2) The finding that metabolic dependencies may exist in oral microbiome is not that surprising per se given that a large body of literature (incl. papers also from the Segre lab) already suggest that metabolic dependencies are likely widespread in microbial communities. Thus, it is not clear whether only the proposed method would be able to identify these.

Indeed, as expressed by the reviewer, the novelty of our work is not so much in pointing out the general possibility of inter-species metabolic exchanges, but rather in (i) the capacity of our method to produce predictions in a way that is specific to the underlying genome and molecular products, but at the same time robust to uncertainty in environmental composition and to missing gene annotations; and (ii) the production of a detailed atlas of biosynthetic capabilities and complementarities for a specific ecosystem of high interest for multiple health-related studies, namely the human oral microbiome. To our knowledge, ours is the first large-scale metabolic analysis of this type in the human oral microbiome. In this sense, it provides valuable new insight into this microbial community and can further serve as a blueprint for analyzing other complex microbial communities.

In the revised manuscript, however, in line with the reviewer’s comment, we made sure to better present our results in the context of previous analyses. In particular, in addition to more clearly stating the objectives of our work in the Introduction, we reference and describe in more detail prior literature on computational and empirical analyses of inter-species dependencies in microbial communities. Beyond this clarification, we have also added a number of analyses that compare our method to different alternative methods including: pathway completeness (Results section “Producibility of metabolites differs from pathway completeness and captures minimal precursor set structure”, Figure 2—figure supplement 2), flux balance analysis (Results section “Producibility analysis shows improved tolerance to missing reactions compared to flux balance analysis”, Figure 3), and alternative metabolic network analysis methods, such as NetCooperate used in a similar analysis (Levy and Borenstein, 2013), through an analysis of microbial co-occurrence data from the human oral microbiome (Results section “Metabolic similarity correlates with microbial co-occurrence in the human oral microbiome”, Supplementary file 4, Figure 4—figure supplement 6, Figure 4—figure supplement 7).
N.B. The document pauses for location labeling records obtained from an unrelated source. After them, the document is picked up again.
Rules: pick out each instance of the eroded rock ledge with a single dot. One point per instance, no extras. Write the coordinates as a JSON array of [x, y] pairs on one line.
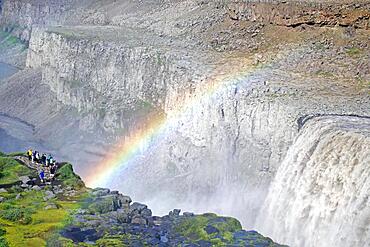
[[66, 213]]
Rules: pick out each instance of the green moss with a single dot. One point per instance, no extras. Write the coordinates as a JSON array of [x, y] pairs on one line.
[[11, 170], [21, 215], [353, 51], [68, 176], [14, 154]]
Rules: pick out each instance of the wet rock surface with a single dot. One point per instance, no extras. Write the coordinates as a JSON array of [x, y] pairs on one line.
[[109, 216]]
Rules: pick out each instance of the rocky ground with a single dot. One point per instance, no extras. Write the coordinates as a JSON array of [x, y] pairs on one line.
[[98, 71], [66, 213]]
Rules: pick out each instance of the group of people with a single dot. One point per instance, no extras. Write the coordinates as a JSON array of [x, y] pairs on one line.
[[46, 164]]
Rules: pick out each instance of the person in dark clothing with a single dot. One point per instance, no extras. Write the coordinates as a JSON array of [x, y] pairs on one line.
[[43, 159], [42, 176], [29, 154]]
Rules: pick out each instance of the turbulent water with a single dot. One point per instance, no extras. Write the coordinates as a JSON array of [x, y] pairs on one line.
[[321, 193]]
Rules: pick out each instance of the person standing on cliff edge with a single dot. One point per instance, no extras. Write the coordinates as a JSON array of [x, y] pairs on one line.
[[29, 154]]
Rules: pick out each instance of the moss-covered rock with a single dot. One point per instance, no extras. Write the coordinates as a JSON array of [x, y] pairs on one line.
[[99, 216], [69, 178]]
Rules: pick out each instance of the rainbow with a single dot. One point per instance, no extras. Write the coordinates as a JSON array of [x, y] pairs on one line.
[[126, 150]]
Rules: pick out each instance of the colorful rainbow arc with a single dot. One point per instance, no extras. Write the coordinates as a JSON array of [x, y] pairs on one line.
[[138, 142]]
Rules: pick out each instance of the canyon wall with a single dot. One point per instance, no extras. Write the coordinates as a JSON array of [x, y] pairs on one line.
[[320, 195]]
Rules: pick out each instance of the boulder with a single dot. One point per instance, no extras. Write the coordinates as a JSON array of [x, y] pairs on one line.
[[122, 216], [49, 195], [24, 179], [24, 186], [136, 208], [99, 192], [175, 212], [105, 204], [188, 214], [138, 220], [146, 213], [36, 187], [211, 229]]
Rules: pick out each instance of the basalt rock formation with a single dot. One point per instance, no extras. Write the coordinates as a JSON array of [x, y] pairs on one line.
[[103, 68]]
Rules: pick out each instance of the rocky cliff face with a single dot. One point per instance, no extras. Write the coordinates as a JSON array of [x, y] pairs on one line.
[[118, 62], [324, 178]]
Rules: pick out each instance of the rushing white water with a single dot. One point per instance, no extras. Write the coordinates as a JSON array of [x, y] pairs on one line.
[[321, 192]]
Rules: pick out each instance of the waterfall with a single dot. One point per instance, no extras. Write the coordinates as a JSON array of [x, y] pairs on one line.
[[321, 193]]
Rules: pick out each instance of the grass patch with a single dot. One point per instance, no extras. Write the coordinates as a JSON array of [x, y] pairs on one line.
[[11, 170], [68, 176], [7, 40], [195, 228], [44, 223]]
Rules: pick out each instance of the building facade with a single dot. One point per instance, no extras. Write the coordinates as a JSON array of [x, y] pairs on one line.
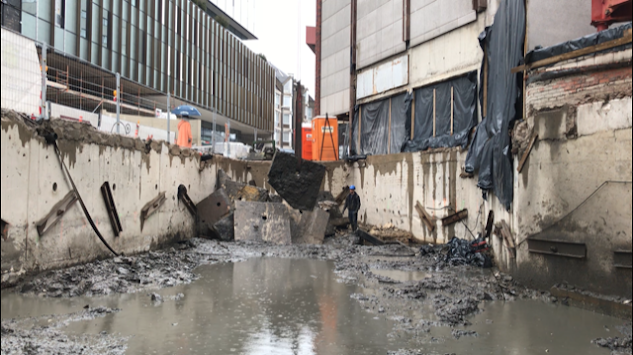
[[162, 46], [406, 72]]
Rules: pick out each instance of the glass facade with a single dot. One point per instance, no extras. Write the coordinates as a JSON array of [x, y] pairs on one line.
[[168, 45]]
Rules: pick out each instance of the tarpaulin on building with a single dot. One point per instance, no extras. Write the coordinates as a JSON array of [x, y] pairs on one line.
[[374, 128], [437, 107], [400, 115], [383, 126], [490, 153]]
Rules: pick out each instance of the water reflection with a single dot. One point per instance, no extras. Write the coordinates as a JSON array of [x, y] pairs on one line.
[[298, 307], [257, 307]]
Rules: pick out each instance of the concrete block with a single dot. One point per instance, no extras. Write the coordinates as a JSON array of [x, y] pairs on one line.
[[262, 222], [551, 125], [298, 185], [308, 227], [597, 117], [224, 229], [211, 210]]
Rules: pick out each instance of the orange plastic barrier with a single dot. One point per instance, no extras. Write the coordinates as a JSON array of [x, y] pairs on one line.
[[325, 139], [306, 143]]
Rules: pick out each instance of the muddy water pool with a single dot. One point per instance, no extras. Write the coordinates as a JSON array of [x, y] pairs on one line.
[[284, 306]]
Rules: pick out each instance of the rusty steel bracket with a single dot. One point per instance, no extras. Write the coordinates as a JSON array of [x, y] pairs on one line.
[[503, 230], [622, 259], [489, 224], [526, 154], [56, 213], [454, 218], [558, 248], [112, 212], [151, 207], [368, 237], [426, 218], [5, 229], [182, 196], [342, 196]]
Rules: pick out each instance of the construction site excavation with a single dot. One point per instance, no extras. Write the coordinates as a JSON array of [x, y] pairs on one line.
[[445, 178]]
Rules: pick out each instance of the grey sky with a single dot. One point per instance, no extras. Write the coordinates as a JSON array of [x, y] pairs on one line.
[[281, 33]]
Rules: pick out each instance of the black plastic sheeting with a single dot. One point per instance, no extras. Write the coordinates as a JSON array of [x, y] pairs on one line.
[[400, 116], [490, 154], [464, 114], [374, 138], [374, 128], [578, 43]]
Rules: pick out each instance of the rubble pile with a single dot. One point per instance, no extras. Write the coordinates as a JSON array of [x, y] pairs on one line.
[[389, 232], [618, 345], [460, 252], [51, 339], [300, 214], [118, 275]]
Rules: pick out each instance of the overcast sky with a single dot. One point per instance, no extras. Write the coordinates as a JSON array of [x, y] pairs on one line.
[[280, 26]]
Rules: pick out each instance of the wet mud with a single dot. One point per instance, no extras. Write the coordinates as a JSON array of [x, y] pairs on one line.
[[432, 307]]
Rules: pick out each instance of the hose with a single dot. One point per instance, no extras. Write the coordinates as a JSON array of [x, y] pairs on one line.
[[81, 202]]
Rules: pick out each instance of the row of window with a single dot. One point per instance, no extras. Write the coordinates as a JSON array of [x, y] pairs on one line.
[[173, 38]]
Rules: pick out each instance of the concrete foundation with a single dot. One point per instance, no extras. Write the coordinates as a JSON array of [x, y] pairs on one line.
[[262, 222]]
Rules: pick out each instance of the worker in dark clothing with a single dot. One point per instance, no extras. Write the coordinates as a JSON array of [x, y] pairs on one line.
[[353, 204]]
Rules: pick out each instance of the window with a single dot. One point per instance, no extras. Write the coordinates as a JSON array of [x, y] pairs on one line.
[[143, 54], [83, 32], [11, 15], [106, 31], [60, 11]]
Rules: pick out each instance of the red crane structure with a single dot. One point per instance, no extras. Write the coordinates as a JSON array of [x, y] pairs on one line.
[[606, 12]]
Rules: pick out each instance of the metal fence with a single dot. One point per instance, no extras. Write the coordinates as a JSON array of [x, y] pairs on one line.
[[42, 82]]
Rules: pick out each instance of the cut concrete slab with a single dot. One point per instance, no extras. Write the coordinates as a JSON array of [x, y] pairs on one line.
[[223, 229], [262, 222], [211, 210], [308, 227], [298, 184], [312, 227], [239, 191]]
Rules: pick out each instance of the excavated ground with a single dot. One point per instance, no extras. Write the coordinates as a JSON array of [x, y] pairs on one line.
[[454, 292]]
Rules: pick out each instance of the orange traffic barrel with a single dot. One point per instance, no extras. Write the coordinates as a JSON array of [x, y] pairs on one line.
[[325, 139], [306, 143]]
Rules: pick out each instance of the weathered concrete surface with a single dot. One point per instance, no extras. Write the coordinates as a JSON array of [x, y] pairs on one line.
[[32, 182], [211, 210], [262, 221], [299, 185], [308, 227], [224, 229]]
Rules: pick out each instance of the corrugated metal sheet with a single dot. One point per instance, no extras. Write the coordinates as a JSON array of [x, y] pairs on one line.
[[383, 77]]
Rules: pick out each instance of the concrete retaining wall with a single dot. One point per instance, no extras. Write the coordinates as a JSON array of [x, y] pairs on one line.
[[32, 183]]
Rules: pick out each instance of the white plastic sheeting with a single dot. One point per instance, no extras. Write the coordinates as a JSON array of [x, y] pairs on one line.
[[21, 76]]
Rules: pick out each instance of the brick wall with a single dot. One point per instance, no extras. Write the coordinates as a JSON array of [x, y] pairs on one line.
[[579, 85]]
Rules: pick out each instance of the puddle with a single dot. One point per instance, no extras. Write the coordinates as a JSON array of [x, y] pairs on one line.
[[256, 307], [402, 276], [299, 307]]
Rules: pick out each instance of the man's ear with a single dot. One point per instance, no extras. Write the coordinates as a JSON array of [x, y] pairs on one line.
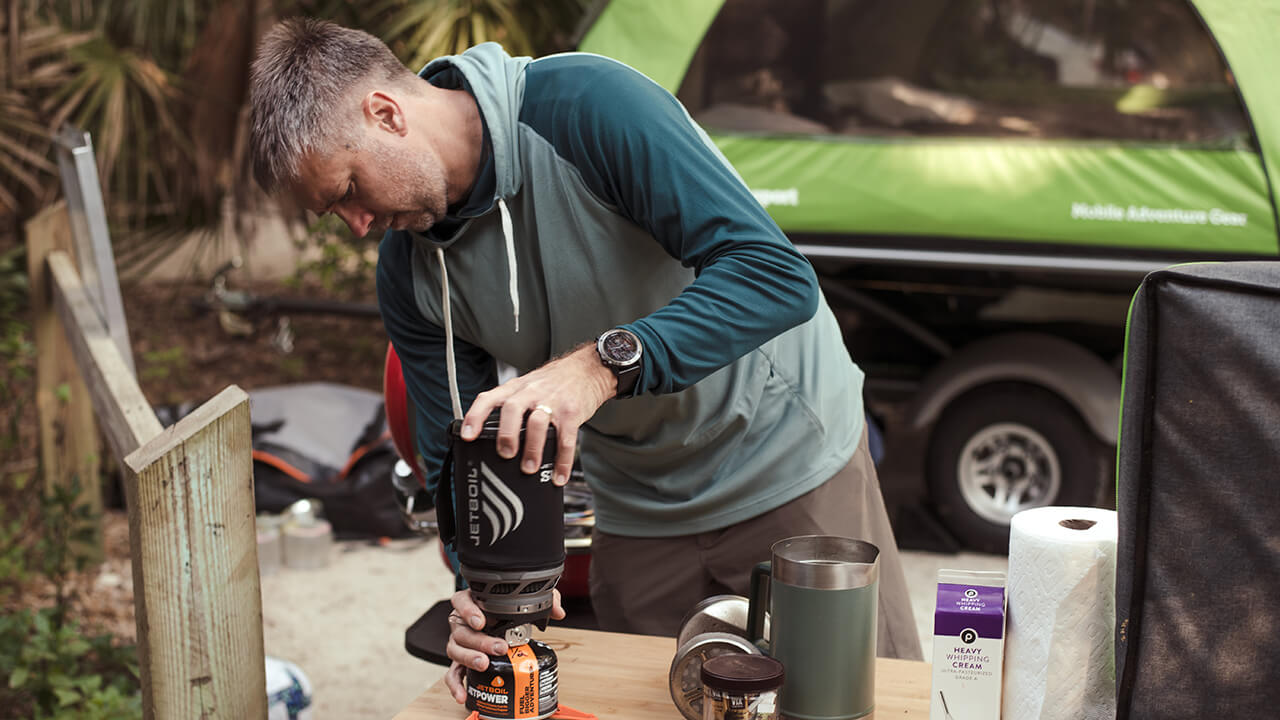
[[383, 112]]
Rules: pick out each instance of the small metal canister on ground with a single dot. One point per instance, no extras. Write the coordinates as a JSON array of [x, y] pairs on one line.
[[741, 687]]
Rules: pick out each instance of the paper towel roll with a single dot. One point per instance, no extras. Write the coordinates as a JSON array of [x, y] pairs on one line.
[[1060, 641]]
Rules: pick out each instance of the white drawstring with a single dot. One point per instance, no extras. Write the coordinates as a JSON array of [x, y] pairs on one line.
[[449, 363], [512, 283], [512, 287]]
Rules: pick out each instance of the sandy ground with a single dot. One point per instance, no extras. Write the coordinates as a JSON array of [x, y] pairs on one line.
[[344, 624]]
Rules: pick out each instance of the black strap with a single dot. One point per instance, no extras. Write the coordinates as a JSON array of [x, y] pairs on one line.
[[447, 524]]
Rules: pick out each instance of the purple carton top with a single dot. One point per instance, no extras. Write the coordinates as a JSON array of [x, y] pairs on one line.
[[969, 606]]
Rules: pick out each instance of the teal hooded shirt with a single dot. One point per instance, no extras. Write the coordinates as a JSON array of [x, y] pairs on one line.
[[622, 213]]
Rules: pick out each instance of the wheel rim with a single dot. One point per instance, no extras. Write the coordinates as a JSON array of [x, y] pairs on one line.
[[1008, 468]]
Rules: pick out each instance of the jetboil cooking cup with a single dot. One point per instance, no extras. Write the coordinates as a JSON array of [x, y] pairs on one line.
[[821, 595]]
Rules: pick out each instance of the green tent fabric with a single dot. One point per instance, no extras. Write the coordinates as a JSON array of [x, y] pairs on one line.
[[1189, 200], [657, 37], [1246, 32]]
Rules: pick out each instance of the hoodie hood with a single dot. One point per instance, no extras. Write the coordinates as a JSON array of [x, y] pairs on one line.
[[497, 82]]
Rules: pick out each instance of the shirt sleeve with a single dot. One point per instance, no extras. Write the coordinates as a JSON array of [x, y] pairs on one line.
[[420, 346], [639, 151]]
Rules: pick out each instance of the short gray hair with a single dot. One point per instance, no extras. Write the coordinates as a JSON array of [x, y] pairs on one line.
[[304, 71]]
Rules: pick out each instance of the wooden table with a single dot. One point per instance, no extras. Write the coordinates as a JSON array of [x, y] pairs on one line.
[[621, 677]]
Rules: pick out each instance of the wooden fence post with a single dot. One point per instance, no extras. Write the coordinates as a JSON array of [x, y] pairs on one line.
[[196, 584], [69, 445]]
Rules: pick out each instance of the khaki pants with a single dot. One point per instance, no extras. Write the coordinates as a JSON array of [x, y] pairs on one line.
[[648, 584]]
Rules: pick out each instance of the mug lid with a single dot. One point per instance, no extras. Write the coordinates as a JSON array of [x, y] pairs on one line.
[[743, 673]]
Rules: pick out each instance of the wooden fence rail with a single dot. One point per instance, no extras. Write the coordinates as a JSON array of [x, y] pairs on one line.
[[190, 493]]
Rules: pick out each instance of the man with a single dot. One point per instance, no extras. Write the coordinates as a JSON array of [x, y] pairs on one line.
[[586, 232]]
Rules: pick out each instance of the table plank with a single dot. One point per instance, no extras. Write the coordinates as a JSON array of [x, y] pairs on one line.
[[620, 677]]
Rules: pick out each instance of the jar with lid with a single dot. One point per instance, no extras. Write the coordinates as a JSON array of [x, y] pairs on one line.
[[741, 687]]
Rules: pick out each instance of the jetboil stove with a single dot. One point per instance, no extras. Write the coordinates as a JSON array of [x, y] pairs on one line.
[[508, 531]]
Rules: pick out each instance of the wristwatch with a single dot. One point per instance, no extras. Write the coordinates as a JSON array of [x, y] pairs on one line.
[[620, 351]]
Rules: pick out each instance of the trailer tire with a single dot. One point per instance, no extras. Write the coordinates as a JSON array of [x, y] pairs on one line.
[[1006, 447]]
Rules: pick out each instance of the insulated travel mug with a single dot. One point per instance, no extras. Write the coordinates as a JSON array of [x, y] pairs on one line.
[[821, 595]]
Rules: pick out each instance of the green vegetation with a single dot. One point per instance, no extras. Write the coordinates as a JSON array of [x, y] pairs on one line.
[[49, 668]]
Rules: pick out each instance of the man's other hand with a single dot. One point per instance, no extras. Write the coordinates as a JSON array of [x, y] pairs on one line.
[[470, 646], [565, 392]]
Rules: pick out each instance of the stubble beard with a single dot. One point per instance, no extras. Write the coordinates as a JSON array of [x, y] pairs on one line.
[[423, 191]]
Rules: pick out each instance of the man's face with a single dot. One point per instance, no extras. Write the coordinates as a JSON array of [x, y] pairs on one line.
[[380, 181]]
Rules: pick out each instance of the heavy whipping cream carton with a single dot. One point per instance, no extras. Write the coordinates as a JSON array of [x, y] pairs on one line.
[[968, 646]]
3) Lack of experimental validation makes it difficult to assess whether the identified exchanges are happening in the system. At the least, a detailed analysis of systems with known metabolite exchanges (and how the proposed method there differs from the previous ones) should be provided.

This is an excellent point. We are grateful to the reviewer for the suggestion, which prompted us to perform a number of analyses to assess the capacity of our method to relate to experimental measurements, and to compare our approach with previously published ones. We believe that this process ended up strengthening our manuscript significantly.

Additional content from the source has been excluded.